The Bani Shaiba (بني شيبه, lit. 'the sons of Shaiba') are an Arab clan belonging to the Banu Abd al-Dar sub-clan, that are part of the larger erstwhile Quraysh tribal confederation in the Hejaz region of modern Saudi Arabia. They comprise mainly of the descendants of Uthman ibn Talha, his father Talha ibn Abdullah and his grandfather Abd al-Dar ibn Qusai. They are known to have historically undertaken the role of the Custodian of the Kaaba and hence have held the keys to the Kaaba since the pre-Islamic period and subsequently in the aftermath of the Conquest of Mecca by the Islamic prophet Muhammad in 630 CE.

==Overview==
The members of the tribe greet visitors into the Kaaba during the cleaning ceremony and clean the interior together with the visitors. Sheikh Abdul-Aziz Al-Shaibi (sometimes spelled Al-Sheibi), who died in November 2010, kept the key for eighteen years. His brother, Abdul Qadir Al-Shqibi, became the new key-bearer. Abdul Qadir Al-Shaibi died on 23 October 2014. Sheikh Abdul Qadir Al-Shaibi was the 108th successor of Uthman ibn Talha.

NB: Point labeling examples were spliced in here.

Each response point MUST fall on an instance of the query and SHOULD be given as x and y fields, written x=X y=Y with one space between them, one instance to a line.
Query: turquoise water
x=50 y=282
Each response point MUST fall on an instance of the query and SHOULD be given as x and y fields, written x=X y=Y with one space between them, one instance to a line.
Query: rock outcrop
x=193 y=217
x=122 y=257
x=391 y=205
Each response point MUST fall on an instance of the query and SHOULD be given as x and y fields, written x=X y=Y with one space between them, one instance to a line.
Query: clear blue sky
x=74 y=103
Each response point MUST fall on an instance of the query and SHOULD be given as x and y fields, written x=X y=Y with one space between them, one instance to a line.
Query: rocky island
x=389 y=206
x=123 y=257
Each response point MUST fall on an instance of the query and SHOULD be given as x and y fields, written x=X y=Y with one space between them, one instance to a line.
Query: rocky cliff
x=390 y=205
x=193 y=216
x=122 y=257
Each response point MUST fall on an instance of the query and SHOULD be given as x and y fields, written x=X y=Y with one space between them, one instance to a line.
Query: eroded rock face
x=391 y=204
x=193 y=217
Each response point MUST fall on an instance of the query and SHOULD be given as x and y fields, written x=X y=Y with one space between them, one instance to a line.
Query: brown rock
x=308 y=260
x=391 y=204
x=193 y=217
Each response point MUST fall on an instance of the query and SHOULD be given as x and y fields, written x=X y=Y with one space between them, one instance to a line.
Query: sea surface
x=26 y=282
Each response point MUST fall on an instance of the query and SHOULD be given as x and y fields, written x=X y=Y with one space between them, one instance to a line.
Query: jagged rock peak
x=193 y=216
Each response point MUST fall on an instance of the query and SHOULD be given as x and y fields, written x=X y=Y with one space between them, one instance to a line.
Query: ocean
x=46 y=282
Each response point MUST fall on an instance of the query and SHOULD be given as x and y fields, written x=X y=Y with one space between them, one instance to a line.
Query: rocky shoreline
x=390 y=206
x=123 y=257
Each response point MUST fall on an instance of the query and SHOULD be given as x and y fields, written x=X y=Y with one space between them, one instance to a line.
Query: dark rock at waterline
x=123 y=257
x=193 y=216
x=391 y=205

After the demise of Sheikh Abdul Qadir, Dr. Saleh bin Zain Al-Abidin Al-Shaibi, the oldest member of Shaibi family became the new keeper of the keys to the Kaaba until his death on 22nd June 2024. The new caretaker is Abdul Wahab bin Zain Al-Abidin Al-Shaibi.

==History ==
The Prophet Ibrahim entrusted the guardianship of the Ka’bah to his son Prophet Ismail. It was then passed on to his sons. Guardianship was then taken over by the Jurham tribe and then by the tribe of Khuza’a. Possession was then gained by Qusay bin Kilab. Qusay bin Kilab passed on the tradition to his son Abd Munaf. However, shortly before his death he transferred guardianship of the Ka’bah to his eldest son Abd al-Dar as a way of honouring him. It then moved from person to person until the key was possessed by Uthman bin Talha. After Uthman’s passing without heirs, the custodianship was transferred to his cousin, Shaybah ibn Uthman ibn Abi Talha, and it remains in his lineage to this day. Muhammad, handed the keys to Bani Shaiba in the year of the conquest of Mecca, and said, "Take it, O Bani Abu Talha, eternally up to the Day of Resurrection, and it will not be taken from you unless by an unjust, oppressive tyrant". A free standing arch stood where the houses of Banu Shaybah were located near the Kabah until it was removed circa 1950 CE to expand the Mataf area.